February 26, 2015 / 11:05 PM / 3 years ago

Blackstone's large US$1.8bn CMBS tops list of priced deals

NEW YORK, Feb 26 (IFR) - The Blackstone Group’s US$1.8bn CMBS refinancing of Motel 6, a low-cost lodging chain it bought three years ago, was the biggest structured finance deal to price on Thursday, bankers and investors said.

Demand helped the issuer to tighten the top three classes 5bp-10bp from talk earlier in the week, even though the trade nearly cashed out Blackstone’s entire US$626m equity stake in the company.

Presale reports showed that the new financing returned US$600m in equity to Blackstone, a point that two investors said made it less attractive than the initial US$1bn CMBS, which helped finance Blackstone’s 2012 acquisition of Motel 6 from Accor.

“Is it a concern? We have conflicted thoughts,” one analyst said. “We don’t like to see big cash outs. But again, that’s one reason why we will look at the sponsor.”

Further down in credit, investors felt they wanted a bit more spread from Blackstone, particularly on the Triple B minus and Double B minus classes, which widened by roughly 15bp before they landed at Swaps plus 290bp and S+390bp, respectively.

The only Triple A class on offer, an A-2A2 bond, landed at S+95bp, while the Double A minus landed at S+165bp; the Single A minus at S+200bp; and the B-/B at S+425bp.

In primary ABS, Ascentium Capital also priced a US$330m equipment receivables trade called ACER 2015-1. So did, Element Rail’s US$405m leasing deal dubbed ERL 2015-1.

The Royal Bank of Canada also increased a credit card deal, called GCCT 2015-1, to US$525m from US$400m.

There was also a US$500m subprime auto deal from Exeter Finance Corp, named EART 2015-1, which priced.

Its AA/AAA rated A class cleared at EDSF plus 110bp, which was at the wide end of its guided 105bp-110bp range, according to syndicate bankers.

But its bottom BB/BB tranche went off wider at interpolated swaps plus 440bp versus talk in the 425bp area.

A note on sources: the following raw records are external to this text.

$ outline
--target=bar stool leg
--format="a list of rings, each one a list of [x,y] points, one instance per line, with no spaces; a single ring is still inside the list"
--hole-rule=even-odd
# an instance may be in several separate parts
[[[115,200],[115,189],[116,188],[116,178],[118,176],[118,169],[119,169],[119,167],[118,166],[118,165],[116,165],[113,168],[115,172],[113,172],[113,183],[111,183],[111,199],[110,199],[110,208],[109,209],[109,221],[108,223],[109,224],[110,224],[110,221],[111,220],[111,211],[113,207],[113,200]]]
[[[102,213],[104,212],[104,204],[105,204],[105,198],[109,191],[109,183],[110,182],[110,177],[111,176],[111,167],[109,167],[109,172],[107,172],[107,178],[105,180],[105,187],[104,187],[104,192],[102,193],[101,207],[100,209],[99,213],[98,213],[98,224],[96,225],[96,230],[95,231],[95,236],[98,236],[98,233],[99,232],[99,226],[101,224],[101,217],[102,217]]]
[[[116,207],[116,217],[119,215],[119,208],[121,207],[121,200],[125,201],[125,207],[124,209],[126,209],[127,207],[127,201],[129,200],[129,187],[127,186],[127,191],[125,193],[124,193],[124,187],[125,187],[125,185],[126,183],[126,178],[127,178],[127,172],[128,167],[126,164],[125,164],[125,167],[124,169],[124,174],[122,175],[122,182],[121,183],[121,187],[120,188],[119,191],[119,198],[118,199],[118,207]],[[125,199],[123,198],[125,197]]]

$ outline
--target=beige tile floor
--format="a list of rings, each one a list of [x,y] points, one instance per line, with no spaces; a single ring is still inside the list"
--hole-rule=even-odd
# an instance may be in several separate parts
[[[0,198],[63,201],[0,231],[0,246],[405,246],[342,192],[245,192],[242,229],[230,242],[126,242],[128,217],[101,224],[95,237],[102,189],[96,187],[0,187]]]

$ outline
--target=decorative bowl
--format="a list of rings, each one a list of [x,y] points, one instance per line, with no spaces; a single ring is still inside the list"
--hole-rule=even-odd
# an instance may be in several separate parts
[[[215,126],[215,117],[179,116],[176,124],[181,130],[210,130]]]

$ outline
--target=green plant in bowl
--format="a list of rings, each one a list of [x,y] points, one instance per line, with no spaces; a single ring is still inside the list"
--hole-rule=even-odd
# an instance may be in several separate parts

ACER 2015-1: US$330m equipment deal from Ascentium Equipment. Credit Suisse (str) and BAML.

EART 2015-1: US$500m subprime auto ABS from Exeter Automobile. Wells Fargo (str) and Barclays.

EFF 2015-1: US$750.2m fleet lease ABS from Enterprise. BAML (str), JPMogan, Wells Fargo.

ERL 2015-1: US$405m railcar leasing deal from Element Rail Leasing. Credit Suisse.

GCCT 2015-1: US$525m credit card ABS from RBC Golden Credit Cards. Upsized from $US400m. RBC.


CRART 2015-1: US$350m prime auto ABS from California Republic Bank. Credit Suisse.

FCAT 2015-1: US$280.725m subprime auto ABS from Flagship Credit. Wells Fargo.

JDOT 2015: US$1bn equipment ABS from John Deere. Citi (str0, BAML, and Mitsubishi UFJ.

WLAKE 2015-1: US$395.55m subprime auto ABS from Westlake Auto. Credit Suisse.


VOLT 2015-NPL4: US$667.423m residential non performing loan deal from Vericrest/Caliber Home Loans. Price guidance of 3.625% yield on A1 class, 5.25% on A2. Credit Suisse.


MSC 2015-420: US$245m single asset CMBS on 420 Lexington Avenue. Morgan Stanley.